Blast wave accelerator
A blast wave accelerator is similar to a space gun but it differs in that rings of explosive along the
length of the barrel are detonated in sequence to keep the accelerations high. Also, rather than just
relying on the pressure behind the projectile, the blast wave accelerator specifically times the
explosions to squeeze on a tail cone on the projectile, as one might shoot a pumpkin seed by
squeezing the tapered end.
Mechanical
Slingatron
In a slingatron, projectiles are accelerated along a rigid tube or track that typically has circular or
spiral turns, or combinations of these geometries in two or three dimensions.

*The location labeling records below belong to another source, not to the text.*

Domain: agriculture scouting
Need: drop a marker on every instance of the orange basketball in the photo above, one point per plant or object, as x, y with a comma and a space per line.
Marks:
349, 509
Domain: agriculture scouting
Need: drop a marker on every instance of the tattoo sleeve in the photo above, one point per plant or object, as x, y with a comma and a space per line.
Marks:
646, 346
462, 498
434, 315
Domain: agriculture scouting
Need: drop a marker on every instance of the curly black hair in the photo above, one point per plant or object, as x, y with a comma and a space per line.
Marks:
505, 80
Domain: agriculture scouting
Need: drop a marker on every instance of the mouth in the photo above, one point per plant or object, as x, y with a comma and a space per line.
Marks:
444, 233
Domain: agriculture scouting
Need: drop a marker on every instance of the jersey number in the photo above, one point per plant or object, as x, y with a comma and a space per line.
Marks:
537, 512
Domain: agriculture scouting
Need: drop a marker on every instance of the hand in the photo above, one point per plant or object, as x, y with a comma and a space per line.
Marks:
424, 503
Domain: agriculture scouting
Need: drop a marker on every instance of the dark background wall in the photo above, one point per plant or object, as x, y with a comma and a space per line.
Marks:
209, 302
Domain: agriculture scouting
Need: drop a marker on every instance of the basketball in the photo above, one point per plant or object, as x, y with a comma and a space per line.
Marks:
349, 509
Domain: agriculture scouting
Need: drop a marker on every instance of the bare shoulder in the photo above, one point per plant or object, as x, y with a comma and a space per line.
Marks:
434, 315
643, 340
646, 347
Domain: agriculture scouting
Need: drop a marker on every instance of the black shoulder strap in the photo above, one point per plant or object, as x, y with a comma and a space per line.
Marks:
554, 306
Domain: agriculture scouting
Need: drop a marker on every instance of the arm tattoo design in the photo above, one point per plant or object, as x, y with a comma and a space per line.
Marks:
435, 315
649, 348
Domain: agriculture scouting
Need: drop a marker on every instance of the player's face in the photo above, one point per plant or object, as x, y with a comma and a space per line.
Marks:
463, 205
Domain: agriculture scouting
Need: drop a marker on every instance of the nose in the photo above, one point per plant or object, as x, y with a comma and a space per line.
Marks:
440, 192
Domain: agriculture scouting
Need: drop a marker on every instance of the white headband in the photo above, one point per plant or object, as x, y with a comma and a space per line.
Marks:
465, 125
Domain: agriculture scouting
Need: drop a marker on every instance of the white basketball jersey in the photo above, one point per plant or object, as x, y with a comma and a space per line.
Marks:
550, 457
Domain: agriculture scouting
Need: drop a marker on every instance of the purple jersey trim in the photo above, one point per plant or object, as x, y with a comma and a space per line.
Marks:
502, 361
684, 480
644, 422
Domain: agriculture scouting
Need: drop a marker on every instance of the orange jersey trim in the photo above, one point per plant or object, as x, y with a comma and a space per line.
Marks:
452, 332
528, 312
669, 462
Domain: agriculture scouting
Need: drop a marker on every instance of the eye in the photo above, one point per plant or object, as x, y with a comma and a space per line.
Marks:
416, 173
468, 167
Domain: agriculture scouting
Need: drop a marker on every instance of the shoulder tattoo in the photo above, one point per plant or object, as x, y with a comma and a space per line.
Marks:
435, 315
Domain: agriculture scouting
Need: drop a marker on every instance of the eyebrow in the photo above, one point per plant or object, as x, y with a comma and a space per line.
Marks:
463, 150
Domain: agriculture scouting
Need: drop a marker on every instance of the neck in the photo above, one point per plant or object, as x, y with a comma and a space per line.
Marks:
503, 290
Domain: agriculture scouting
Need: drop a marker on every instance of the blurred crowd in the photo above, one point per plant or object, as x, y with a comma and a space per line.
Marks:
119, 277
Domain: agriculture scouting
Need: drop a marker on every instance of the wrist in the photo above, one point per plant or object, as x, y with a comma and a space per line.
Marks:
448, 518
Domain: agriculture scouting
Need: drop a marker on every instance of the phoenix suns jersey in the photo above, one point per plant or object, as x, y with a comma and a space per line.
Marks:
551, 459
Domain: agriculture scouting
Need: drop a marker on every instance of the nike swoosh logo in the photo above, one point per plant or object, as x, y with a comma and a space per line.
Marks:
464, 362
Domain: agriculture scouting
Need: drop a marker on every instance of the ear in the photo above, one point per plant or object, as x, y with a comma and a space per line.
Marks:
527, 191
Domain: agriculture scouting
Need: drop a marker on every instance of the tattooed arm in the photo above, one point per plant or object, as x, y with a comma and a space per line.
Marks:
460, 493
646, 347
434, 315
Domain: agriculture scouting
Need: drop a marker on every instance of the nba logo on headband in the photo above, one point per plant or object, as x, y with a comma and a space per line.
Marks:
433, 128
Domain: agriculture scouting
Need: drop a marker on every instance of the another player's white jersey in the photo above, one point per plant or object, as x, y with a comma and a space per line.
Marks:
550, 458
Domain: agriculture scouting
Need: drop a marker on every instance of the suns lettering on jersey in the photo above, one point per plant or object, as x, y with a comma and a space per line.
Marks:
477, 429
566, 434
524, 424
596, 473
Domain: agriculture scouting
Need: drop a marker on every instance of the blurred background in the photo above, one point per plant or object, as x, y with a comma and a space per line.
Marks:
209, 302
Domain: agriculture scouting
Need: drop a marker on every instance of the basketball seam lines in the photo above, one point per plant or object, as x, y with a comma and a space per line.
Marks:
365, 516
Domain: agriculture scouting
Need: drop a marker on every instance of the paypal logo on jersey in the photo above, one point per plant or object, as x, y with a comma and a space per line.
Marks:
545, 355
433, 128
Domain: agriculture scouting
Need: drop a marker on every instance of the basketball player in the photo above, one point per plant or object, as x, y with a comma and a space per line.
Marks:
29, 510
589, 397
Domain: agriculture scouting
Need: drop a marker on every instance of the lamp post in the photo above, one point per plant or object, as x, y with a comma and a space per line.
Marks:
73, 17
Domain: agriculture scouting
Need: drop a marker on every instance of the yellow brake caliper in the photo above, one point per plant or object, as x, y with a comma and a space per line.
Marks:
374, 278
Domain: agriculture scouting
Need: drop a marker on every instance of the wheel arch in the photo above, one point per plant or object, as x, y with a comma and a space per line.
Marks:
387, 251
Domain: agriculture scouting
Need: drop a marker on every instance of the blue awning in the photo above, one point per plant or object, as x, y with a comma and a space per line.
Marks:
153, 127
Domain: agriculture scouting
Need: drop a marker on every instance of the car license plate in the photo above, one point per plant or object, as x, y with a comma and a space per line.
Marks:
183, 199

A projectile is
accelerated in the curved tube by propelling the entire tube in a small-amplitude circular motion
of constant or increasing frequency without changing the orientation of the tube, i.e. the entire
tube gyrates but does not spin. An everyday example of this motion is stirring a beverage by holding
the container and moving it in small horizontal circles, causing the contents to spin, without
spinning the container itself.
This gyration continually displaces the tube with a component along the direction of the
centripetal force acting on the projectile, so that work is continually done on the projectile as it
advances through the machine. The centripetal force experienced by the projectile is the
accelerating force, and is proportional to the projectile mass.
Air launch
In air launch, a carrier aircraft carries the space vehicle to high altitude and speed before release.
This technique was used on the suborbital X-15 and SpaceshipOne vehicles, and for the Pegasus
orbital launch vehicle.
The main disadvantages are that the carrier aircraft tends to be quite large, and separation within
the airflow at supersonic speeds has never been demonstrated, thus the boost given is relatively
modest.
Spaceplanes
A spaceplane is an aircraft designed to pass the edge of space. It combines some features of an
aircraft with some of a spacecraft. Typically, it takes the form of a spacecraft equipped with
aerodynamic surfaces, one or more rocket engines, and sometimes additional airbreathing
propulsion as well.
Early spaceplanes were used to explore hypersonic flight (e.g. X-15). Some air-breathing enginebased designs (cf X-30) such as aircraft based on scramjets or pulse detonation engines could
potentially achieve orbital velocity or go some useful way to doing so; however, these designs still
must perform a final rocket burn at their apogee to circularize their trajectory to avoid returning
to the atmosphere. Other, reusable turbojet-like designs like Skylon which uses precooled jet
engines up to Mach 5.5 before employing rockets to enter orbit appears to have a mass budget that
permits a larger payload than pure rockets while achieving it in a single stage.
Laser propulsion
Laser propulsion is a form of beam-powered propulsion where the energy source is a remote laser
system which can be ground-based, airborne, orbital, or a combination of these. While climbing
out of the atmosphere, the surrounding air can provide the reaction mass. This form of propulsion
differs from a conventional chemical rocket where both energy and reaction mass come from the
solid or liquid propellants carried on board the vehicle.
The concept of laser propelled vehicles was introduced by Arthur Kantrowitz in 1972.